有人说，聚变能“是一种未来的能源来源，并且取之不尽、用之不竭”，很多人对此加以抨击。似乎燃料电池车也受到了类似质疑，因为这种车似乎非常神奇，能将储存的氢气和大气中的氧气转化为动能，用于个人交通，且排出的副产品仅为水。但在过去的几十年中，这种车都是可望而不可即的。

一些环保主义者就曾指责小布什政府，称其支持汽车燃料电池是在偷梁换柱，真正的目的是继续使用化石燃料，因为他们认为，用燃料电池为汽车提供能源并不现实。

但事实上，汽车制造商为了满足加州的零排放要求，已开始逐渐推出燃料电池汽车。所有车都是手工制造的，只能租赁使用，并且限量上市。燃料电池的技术障碍已得到攻克，但下一步的实施工作却极具挑战性，因为燃料电池汽车的成本高昂，而且在极低温度方面的难题仍未解决。

“到2020年，我们预计燃料电池汽车的产量可以破万，”燃料电池和氢能源协会（Fuel Cell and Hydrogen Energy Association）主席Morry Markowitz表示。“很多主流汽车制造商已斥资数十亿美元发展这项技术，现在汽车展厅里也展示了一些燃料电池汽车，”他说。“这充分说明这些公司的决心和燃料电池技术的未来。”

“我们面临的主要挑战是如何扩大规模，包括基础设施建设和汽车量产，” 美国国家可再生能源实验室（National Renewable Energy Lab）燃料电池小组主管Bryan Pivovar表示。过去，基础科学的突破性进展较少，阻碍了燃料电池汽车的实际应用，但如今这些障碍已得到攻克，他说。“现在，我们已经取得了长足进步，实现量产不再遥远。”

现在，量产化道路越来越明确，这是前所未有的。在2015年东京车展上，本田发布了下一代Clarity燃料电池汽车，这款车将于2016年3月开始面向日本客户租售。在开场致辞中，本田总裁兼CEO Takahiro Hachigo表示，量产化征程艰难而漫长。

“约13年前，也就是2002年12月，秉持面向未来的理念，本田成为全球首个实现终极清洁汽车——燃料电池汽车实际应用的汽车制造商，”Hachigo表示。“自那时起，本田一直致力于提升旗下燃料电池汽车的性能，包括车辆在寒冷区域的行驶性能，这是非常有挑战性的。”

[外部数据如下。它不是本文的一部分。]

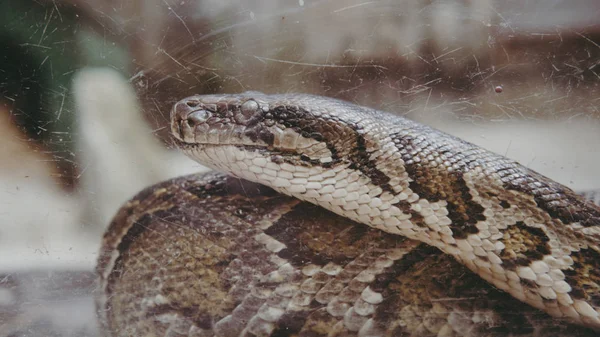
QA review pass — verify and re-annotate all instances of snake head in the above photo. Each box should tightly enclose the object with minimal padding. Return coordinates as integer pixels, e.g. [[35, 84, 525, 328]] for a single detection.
[[171, 92, 356, 174]]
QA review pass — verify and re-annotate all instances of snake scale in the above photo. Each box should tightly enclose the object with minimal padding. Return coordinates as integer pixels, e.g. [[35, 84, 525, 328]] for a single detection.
[[97, 92, 600, 336]]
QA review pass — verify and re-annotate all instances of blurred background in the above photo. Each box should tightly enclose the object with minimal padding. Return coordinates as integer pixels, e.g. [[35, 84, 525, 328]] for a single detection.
[[0, 0, 600, 336]]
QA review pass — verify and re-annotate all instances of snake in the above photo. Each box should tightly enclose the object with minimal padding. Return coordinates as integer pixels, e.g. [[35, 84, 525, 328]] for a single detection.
[[96, 92, 600, 336]]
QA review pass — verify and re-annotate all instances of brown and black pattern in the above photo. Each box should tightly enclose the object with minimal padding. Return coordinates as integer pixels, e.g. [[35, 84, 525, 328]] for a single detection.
[[98, 174, 595, 336], [391, 130, 486, 239], [171, 93, 600, 328]]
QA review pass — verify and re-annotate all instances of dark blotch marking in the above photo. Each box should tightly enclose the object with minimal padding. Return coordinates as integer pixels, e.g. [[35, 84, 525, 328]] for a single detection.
[[392, 200, 427, 227], [265, 203, 396, 268], [107, 206, 177, 293], [392, 130, 486, 239], [563, 248, 600, 307], [271, 106, 394, 193], [146, 304, 213, 330], [270, 311, 310, 337], [499, 221, 550, 270], [349, 133, 395, 194]]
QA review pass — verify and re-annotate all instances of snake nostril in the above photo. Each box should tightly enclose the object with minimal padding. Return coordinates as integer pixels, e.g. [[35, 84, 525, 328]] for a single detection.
[[185, 100, 200, 108]]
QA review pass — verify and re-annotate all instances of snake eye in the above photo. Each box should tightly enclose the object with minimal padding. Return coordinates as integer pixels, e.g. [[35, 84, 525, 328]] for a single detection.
[[187, 110, 210, 127], [234, 99, 260, 124]]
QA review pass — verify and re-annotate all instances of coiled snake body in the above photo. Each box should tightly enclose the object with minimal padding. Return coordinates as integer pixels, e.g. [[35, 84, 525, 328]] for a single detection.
[[98, 92, 600, 336]]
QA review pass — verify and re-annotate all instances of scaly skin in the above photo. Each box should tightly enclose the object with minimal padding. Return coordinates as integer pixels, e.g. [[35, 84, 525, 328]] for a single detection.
[[171, 92, 600, 329]]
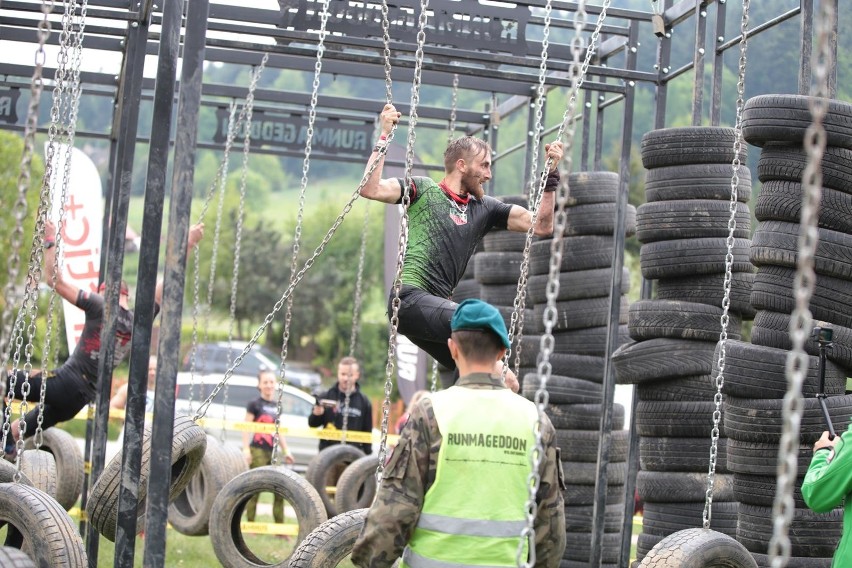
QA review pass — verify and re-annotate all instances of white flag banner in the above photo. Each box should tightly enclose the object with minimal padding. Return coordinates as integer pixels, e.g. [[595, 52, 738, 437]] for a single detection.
[[45, 144, 104, 352]]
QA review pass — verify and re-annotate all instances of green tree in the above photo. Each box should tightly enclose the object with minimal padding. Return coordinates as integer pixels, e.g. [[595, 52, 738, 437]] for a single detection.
[[0, 131, 44, 322]]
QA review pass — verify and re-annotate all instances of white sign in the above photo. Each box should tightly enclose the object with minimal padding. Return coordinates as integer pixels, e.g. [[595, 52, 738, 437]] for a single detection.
[[45, 144, 104, 352]]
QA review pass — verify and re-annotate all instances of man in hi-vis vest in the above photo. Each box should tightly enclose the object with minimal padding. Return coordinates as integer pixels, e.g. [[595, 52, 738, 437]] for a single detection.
[[352, 300, 565, 568]]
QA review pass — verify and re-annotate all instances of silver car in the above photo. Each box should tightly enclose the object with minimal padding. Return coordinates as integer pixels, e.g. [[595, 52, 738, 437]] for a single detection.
[[181, 341, 322, 391], [175, 373, 319, 471]]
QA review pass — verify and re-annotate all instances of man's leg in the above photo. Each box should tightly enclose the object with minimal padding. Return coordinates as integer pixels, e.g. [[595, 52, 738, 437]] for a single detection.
[[388, 286, 458, 369]]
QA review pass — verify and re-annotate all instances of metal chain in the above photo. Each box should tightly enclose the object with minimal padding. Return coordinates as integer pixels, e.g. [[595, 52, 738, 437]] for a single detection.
[[193, 12, 396, 426], [502, 0, 553, 382], [219, 57, 269, 442], [0, 0, 54, 482], [272, 0, 330, 465], [349, 203, 370, 357], [503, 0, 610, 381], [447, 72, 460, 144], [340, 203, 370, 444], [33, 0, 88, 450], [702, 0, 751, 529], [769, 2, 837, 568], [376, 0, 429, 483], [520, 0, 610, 568], [188, 103, 238, 413]]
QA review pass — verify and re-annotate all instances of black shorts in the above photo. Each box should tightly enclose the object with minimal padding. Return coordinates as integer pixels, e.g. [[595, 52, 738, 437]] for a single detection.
[[388, 284, 458, 369]]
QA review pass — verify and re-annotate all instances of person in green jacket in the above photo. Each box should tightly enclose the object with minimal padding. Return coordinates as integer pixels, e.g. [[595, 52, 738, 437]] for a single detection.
[[802, 426, 852, 568], [352, 299, 565, 568]]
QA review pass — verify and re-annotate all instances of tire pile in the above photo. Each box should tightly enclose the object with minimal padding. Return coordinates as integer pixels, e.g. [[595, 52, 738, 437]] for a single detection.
[[612, 127, 754, 560], [516, 172, 636, 568], [724, 95, 852, 567]]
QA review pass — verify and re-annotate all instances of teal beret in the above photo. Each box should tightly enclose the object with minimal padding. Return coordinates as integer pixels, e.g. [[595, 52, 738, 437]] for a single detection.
[[450, 298, 509, 349]]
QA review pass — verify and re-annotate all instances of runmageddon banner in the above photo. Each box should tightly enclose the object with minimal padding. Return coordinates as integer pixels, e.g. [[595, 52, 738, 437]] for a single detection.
[[213, 107, 375, 156], [278, 0, 530, 56]]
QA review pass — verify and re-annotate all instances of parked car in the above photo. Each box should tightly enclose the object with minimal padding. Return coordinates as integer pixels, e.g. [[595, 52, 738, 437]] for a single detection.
[[175, 373, 318, 470], [181, 341, 322, 391]]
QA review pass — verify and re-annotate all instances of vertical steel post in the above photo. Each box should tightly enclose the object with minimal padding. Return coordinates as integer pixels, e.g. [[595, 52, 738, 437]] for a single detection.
[[692, 0, 707, 126], [580, 90, 592, 172], [710, 2, 728, 126], [144, 0, 209, 568], [86, 0, 152, 566], [654, 0, 672, 130], [592, 93, 606, 172], [589, 21, 639, 568], [799, 0, 814, 95]]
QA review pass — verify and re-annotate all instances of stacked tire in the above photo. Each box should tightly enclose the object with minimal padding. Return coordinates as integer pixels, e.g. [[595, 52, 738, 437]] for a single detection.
[[724, 95, 852, 567], [612, 127, 754, 560], [470, 195, 533, 388], [520, 172, 636, 567]]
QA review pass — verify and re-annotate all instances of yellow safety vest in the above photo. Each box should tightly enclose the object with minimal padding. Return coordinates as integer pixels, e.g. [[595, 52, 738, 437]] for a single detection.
[[401, 387, 538, 568]]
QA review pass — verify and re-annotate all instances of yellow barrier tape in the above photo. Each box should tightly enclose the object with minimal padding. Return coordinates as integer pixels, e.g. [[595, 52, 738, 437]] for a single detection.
[[240, 521, 299, 536], [10, 402, 399, 445]]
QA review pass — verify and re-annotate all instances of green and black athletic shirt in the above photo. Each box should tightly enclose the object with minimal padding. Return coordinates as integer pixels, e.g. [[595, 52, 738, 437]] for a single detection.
[[399, 177, 512, 298]]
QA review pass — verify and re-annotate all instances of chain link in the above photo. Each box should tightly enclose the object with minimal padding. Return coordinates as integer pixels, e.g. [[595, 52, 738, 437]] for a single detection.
[[272, 0, 332, 464], [447, 73, 459, 144], [516, 0, 624, 568], [376, 0, 429, 483], [502, 0, 610, 394], [702, 0, 751, 529], [219, 53, 269, 442], [188, 103, 238, 413], [768, 2, 837, 568], [0, 0, 55, 482], [33, 0, 88, 450]]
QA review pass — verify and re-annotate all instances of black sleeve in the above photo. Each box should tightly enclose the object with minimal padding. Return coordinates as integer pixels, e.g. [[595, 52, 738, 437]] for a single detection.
[[308, 408, 334, 428], [396, 177, 420, 205], [482, 195, 513, 230]]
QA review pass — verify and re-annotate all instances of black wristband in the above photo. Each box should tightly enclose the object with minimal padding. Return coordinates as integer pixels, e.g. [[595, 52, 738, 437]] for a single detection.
[[542, 170, 560, 193]]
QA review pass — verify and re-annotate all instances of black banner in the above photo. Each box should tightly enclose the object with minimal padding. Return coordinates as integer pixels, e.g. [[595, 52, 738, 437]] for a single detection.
[[0, 89, 21, 124], [213, 107, 375, 156], [279, 0, 530, 56]]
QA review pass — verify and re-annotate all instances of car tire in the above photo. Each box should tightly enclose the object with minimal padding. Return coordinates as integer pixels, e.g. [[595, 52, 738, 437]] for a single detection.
[[86, 416, 207, 542], [289, 509, 368, 568], [210, 466, 327, 568], [25, 428, 85, 511], [0, 484, 88, 568], [639, 528, 757, 568], [334, 455, 379, 515], [305, 444, 364, 517]]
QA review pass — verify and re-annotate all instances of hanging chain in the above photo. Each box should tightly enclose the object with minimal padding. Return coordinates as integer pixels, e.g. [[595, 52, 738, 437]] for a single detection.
[[188, 103, 238, 413], [376, 0, 429, 483], [447, 72, 460, 144], [702, 0, 751, 529], [0, 0, 54, 360], [769, 2, 837, 568], [503, 0, 610, 381], [272, 0, 332, 464], [502, 0, 553, 382], [516, 0, 610, 568], [219, 58, 269, 442], [33, 0, 88, 450], [0, 0, 54, 482]]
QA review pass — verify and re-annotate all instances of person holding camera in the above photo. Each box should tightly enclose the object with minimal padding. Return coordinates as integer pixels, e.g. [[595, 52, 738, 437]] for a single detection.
[[308, 357, 373, 454], [802, 426, 852, 568], [352, 299, 565, 568]]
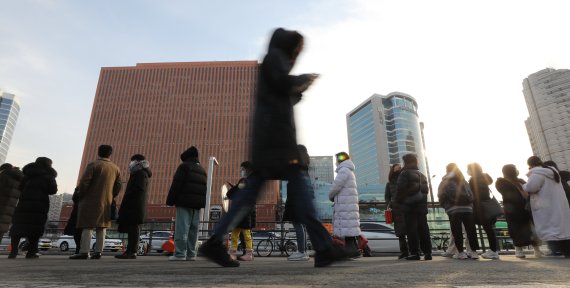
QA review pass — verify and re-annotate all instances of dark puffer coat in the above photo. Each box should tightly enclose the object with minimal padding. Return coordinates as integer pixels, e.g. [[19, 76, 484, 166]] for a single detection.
[[117, 160, 152, 232], [0, 168, 24, 233], [252, 28, 311, 179], [10, 163, 57, 237], [166, 157, 207, 209], [392, 165, 429, 214]]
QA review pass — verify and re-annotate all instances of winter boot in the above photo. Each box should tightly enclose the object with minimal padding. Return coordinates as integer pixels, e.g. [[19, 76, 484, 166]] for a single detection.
[[238, 249, 253, 261]]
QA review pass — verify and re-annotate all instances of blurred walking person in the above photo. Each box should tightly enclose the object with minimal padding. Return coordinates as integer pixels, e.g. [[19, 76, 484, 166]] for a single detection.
[[384, 164, 409, 259], [69, 145, 121, 260], [329, 152, 360, 258], [0, 163, 24, 240], [226, 161, 256, 261], [437, 163, 479, 259], [523, 156, 570, 258], [115, 154, 152, 259], [495, 164, 542, 258], [200, 28, 344, 267], [166, 146, 207, 261], [395, 154, 432, 260], [467, 163, 499, 259], [8, 157, 57, 259]]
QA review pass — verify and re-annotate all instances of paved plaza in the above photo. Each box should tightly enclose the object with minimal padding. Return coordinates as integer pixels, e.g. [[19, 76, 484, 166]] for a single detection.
[[0, 255, 570, 287]]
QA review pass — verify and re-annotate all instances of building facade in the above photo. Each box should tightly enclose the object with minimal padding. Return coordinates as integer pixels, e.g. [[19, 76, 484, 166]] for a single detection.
[[0, 90, 20, 164], [523, 68, 570, 170], [78, 61, 279, 225], [346, 92, 429, 207]]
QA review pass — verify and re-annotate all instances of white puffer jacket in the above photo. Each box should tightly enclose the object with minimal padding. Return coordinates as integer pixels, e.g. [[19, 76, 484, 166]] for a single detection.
[[329, 160, 360, 237]]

丰田展示了新款FCV Plus概念车和雷克萨斯LF-FC。FCV Plus是一款别具一格、吸引眼球的概念车，搭载了轮毂电机；LF-FC则展示了下一代雷克萨斯LS旗舰轿车的设计风格，该车型很可能会配置燃料电池动力总成。

现代推出了一款燃料电池动力版途胜跨界SUV，公司官网上的里程计数器显示，旗下燃料电池汽车的累积行驶里程已超过75万英里。

宝马在东京车展上表示，宝马首辆燃料电池汽车很可能是一款大尺寸轿车，将于2020年以后上市。届时，宝马与丰田的氢气研发合作伙伴关系（始于2013年）也将结束。宝马正在研发一种工艺，在极端低温下压缩氢气，从而提高存储量。为此，宝马采用了丰田研发的燃料电池堆。宝马表示，其燃料电池汽车的续航里程将高于丰田的Mirai。丰田称，Mirai的续航里程可达435英里（700 km）。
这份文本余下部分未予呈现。